In studies of species that are restricted to a particular resource unit in the habitat patch, such as living trees or deadwood, field surveys often involve a trade-off between resource resolution, i.e. the minimum size or the types of the resource unit to be included (e.g. minimum deadwood diameter), and the survey area covered (Zotz and Bader 2011). If small or particular kinds of resource units are abundant, including them in the survey may make it difficult to attain a survey design that would cover the within-habitat heterogeneity and give information about the occupancy-environment relationship that is general for the focal species and habitat type. It is justifiable to exclude the small resource units from the survey if they are seldom used by the species and if they therefore do not significantly influence its population dynamics (Zotz and Bader 2011, Loos et al. 2015).

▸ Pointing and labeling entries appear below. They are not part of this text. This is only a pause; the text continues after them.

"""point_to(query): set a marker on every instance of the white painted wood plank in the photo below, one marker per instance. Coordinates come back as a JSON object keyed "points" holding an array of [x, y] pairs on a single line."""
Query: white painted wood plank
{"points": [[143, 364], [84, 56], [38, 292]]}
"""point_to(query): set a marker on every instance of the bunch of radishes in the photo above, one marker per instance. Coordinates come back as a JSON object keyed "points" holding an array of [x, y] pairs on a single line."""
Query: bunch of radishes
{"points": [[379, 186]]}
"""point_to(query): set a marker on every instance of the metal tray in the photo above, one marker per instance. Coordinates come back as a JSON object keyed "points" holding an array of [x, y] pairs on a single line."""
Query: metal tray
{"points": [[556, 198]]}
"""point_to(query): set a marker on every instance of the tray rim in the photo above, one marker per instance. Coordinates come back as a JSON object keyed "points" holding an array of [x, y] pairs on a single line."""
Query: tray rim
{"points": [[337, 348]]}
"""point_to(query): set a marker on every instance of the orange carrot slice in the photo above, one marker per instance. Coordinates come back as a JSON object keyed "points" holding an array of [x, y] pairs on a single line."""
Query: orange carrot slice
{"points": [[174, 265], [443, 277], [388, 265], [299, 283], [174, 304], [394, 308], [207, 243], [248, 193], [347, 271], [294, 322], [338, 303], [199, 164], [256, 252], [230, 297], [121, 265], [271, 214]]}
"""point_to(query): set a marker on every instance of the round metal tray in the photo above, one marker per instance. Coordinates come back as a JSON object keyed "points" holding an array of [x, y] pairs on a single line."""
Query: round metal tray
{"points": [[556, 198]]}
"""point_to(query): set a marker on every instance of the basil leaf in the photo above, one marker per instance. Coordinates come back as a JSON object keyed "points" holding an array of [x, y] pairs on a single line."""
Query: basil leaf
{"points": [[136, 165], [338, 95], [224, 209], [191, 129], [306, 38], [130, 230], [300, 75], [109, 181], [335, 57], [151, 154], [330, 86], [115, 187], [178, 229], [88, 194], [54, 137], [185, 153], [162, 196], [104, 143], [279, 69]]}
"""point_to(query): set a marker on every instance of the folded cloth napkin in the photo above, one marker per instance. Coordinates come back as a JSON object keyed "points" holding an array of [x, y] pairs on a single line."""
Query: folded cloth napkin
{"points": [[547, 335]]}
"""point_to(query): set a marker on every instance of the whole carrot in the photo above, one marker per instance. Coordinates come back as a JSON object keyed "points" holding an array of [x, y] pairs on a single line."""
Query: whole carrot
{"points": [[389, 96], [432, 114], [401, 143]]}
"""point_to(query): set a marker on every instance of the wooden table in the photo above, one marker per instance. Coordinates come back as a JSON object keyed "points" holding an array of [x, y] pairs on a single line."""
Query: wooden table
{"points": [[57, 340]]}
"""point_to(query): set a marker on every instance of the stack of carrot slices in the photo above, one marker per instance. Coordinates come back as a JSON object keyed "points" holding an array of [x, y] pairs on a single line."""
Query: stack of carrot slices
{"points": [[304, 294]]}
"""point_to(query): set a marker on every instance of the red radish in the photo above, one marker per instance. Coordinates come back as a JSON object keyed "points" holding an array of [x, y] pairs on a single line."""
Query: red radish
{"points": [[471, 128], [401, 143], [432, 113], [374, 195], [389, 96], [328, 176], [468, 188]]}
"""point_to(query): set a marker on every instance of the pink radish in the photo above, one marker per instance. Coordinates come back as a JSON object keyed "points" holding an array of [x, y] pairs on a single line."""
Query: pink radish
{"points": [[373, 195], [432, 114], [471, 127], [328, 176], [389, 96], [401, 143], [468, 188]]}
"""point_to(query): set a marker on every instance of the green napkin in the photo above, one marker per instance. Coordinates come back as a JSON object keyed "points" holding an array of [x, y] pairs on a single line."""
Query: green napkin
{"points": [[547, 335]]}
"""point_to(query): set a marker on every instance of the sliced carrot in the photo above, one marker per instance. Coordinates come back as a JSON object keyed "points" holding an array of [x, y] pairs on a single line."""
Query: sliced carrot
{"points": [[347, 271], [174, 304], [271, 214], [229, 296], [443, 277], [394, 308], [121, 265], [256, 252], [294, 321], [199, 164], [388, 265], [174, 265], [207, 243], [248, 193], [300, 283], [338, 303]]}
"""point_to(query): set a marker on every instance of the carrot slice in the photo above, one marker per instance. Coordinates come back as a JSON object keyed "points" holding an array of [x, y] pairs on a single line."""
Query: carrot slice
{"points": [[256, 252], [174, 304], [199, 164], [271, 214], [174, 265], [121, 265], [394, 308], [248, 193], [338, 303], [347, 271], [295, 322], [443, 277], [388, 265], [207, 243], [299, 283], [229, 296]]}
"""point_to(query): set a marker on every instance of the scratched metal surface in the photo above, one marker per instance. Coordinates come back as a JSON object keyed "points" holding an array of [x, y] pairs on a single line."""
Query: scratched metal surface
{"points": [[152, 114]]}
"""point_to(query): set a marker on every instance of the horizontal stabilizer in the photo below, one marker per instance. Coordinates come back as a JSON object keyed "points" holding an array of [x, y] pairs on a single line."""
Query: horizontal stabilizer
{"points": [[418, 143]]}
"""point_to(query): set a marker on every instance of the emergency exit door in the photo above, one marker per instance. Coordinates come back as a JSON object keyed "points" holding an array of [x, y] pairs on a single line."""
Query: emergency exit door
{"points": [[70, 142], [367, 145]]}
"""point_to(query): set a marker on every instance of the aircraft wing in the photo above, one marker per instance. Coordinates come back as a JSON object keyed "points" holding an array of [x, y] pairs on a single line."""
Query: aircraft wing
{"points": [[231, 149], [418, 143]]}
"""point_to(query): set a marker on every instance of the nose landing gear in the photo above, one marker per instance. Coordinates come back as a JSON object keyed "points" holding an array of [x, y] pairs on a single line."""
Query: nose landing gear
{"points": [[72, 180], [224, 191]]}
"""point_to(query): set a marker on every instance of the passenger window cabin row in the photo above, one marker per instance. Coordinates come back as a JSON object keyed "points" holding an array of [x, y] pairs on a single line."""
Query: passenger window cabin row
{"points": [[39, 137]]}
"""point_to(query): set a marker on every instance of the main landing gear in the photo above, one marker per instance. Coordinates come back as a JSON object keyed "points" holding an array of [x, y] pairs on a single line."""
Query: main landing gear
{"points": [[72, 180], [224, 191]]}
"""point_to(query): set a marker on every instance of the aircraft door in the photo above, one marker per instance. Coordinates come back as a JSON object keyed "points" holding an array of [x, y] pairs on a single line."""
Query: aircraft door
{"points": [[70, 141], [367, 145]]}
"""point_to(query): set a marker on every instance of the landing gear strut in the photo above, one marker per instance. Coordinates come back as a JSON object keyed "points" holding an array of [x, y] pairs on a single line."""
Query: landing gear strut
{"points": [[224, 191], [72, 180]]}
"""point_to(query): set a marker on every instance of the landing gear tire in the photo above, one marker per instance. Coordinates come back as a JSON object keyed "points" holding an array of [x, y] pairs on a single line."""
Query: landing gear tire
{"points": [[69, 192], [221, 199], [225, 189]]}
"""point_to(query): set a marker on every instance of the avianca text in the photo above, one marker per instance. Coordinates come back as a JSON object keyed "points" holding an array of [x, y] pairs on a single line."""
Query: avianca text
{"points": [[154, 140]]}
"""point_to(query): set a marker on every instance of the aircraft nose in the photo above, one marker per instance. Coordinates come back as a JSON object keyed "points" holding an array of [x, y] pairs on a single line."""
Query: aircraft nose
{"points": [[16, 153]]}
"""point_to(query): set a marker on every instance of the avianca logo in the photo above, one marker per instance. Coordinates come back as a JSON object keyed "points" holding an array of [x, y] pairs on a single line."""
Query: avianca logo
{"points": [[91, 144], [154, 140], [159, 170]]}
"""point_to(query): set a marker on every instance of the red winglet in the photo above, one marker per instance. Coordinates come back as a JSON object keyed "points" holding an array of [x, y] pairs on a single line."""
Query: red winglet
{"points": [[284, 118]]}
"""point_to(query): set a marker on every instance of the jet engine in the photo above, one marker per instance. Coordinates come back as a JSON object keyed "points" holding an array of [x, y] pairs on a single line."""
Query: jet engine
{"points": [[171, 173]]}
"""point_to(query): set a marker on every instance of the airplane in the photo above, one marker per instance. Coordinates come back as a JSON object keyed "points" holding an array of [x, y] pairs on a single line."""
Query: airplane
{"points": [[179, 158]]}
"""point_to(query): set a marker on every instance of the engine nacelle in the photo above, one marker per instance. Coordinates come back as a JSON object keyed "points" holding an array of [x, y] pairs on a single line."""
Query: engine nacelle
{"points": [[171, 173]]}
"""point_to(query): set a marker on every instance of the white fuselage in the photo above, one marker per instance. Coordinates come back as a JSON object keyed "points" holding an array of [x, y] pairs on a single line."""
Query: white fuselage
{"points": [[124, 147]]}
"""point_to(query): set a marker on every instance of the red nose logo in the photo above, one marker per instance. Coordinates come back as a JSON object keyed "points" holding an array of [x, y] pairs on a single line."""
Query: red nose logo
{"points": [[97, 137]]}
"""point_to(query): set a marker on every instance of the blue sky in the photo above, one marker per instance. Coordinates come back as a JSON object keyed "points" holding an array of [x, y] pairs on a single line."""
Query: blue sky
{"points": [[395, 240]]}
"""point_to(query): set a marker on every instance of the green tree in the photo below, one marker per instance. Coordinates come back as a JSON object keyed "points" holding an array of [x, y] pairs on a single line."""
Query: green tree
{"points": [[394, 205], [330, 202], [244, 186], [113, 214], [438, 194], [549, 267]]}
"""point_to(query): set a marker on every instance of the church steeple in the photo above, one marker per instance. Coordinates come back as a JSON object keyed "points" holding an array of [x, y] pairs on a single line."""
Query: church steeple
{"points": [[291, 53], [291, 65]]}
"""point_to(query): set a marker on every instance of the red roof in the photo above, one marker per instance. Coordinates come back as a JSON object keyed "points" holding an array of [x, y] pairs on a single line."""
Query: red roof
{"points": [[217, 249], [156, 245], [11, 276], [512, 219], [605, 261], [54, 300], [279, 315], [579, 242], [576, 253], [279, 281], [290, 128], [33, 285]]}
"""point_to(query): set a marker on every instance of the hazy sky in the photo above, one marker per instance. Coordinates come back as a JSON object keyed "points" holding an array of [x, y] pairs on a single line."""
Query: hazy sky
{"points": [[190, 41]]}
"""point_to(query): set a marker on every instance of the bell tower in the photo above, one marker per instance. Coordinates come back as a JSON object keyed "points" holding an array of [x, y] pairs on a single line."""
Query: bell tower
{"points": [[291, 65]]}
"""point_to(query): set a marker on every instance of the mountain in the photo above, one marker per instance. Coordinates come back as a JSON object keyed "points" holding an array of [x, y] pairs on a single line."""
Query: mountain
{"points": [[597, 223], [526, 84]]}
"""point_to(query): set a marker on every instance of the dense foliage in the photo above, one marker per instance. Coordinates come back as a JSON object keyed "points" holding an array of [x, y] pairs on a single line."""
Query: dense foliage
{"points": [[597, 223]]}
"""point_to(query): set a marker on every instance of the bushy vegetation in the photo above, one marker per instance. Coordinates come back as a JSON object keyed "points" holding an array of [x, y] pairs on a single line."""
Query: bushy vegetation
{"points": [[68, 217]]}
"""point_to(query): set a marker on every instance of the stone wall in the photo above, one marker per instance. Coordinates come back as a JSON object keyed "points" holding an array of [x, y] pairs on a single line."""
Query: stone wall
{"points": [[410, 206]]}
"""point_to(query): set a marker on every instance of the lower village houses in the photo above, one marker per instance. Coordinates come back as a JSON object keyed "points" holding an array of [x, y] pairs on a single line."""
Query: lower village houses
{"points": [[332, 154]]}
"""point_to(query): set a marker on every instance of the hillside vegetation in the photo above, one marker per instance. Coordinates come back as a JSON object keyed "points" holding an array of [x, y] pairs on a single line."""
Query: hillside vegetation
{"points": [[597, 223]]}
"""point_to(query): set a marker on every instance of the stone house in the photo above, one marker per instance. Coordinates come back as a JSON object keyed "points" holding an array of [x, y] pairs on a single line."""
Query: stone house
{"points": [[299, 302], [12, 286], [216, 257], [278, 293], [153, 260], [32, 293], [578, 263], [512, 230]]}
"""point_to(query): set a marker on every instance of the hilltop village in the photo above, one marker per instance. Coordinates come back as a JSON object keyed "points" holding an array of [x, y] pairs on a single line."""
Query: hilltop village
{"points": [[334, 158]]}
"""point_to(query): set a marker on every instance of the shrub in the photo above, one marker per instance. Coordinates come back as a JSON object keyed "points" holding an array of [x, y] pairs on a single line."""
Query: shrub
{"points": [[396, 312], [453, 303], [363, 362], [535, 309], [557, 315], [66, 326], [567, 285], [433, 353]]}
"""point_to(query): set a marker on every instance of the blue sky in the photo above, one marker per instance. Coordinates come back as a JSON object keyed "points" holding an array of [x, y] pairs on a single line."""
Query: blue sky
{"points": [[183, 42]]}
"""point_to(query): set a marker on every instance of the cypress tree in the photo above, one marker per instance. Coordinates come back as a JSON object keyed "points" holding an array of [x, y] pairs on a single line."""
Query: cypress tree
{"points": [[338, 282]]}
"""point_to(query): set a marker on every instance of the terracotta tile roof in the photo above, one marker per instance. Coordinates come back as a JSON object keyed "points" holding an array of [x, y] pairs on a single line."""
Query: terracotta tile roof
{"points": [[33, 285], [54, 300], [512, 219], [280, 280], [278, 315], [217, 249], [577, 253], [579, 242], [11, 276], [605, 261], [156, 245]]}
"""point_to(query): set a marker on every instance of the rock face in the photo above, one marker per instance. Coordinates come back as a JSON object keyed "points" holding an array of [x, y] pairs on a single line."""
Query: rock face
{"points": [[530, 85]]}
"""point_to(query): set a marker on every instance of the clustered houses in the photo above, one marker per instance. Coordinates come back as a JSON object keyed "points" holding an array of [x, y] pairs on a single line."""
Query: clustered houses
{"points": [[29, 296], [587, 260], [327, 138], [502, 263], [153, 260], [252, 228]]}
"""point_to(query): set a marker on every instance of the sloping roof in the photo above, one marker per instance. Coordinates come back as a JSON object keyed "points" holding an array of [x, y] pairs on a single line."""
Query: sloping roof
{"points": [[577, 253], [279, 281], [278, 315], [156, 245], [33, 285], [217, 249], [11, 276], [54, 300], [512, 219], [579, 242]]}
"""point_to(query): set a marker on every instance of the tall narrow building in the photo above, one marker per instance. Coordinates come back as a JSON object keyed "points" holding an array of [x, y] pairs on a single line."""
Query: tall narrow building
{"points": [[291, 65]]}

There were four aims with our study. The first aim was to test for differences in the future occupancies of (1) species with different landscape-scale occupancy when using occupancy versus colonisation-extinction models. The occupancy models are based on data from one point in time while the colonisation-extinction models are based on data from two points in time. As data suitable for occupancy models are available and frequently used for many species and many geographical areas, it is important to find out how the trends and magnitudes of change that occupancy models reveal differ from the ones revealed by colonisation-extinction models for which data are currently scarce. Colonisation-extinction models are expected to be more realistic for predicting changes as they focus on rate of changes (of occupancy). We hypothesise that the difference in the projected future occupancy between occupancy and colonisation-extinction models is greater for a species with lower landscape-scale occupancy because rare species can be expected to have slower colonization-extinction rates and therefore track changes in forest landscapes with a greater delay than common species. We further test for differences in projected future occupancies between modelling the data at (2) three different spatial modelling scales (cell, plot or patch), and (3) two resource-unit resolutions (two different minimum diameters for deadwood to be included) to find out how scale and resolution influence predictions of future population trends. Inferences were made based on projections of occupancy of two model species in forest production land and in land set aside from production across the whole boreal zone of Sweden. The projections were obtained through stochastic simulations using the occupancy and colonization-extinction models fitted at different spatial scales and resource-unit resolutions. Building the models was part of our fourth aim, specifically (4) to test which local and regional environmental variables explain the occupancy and colonization-extinction dynamics at different spatial scales and resource-unit resolutions.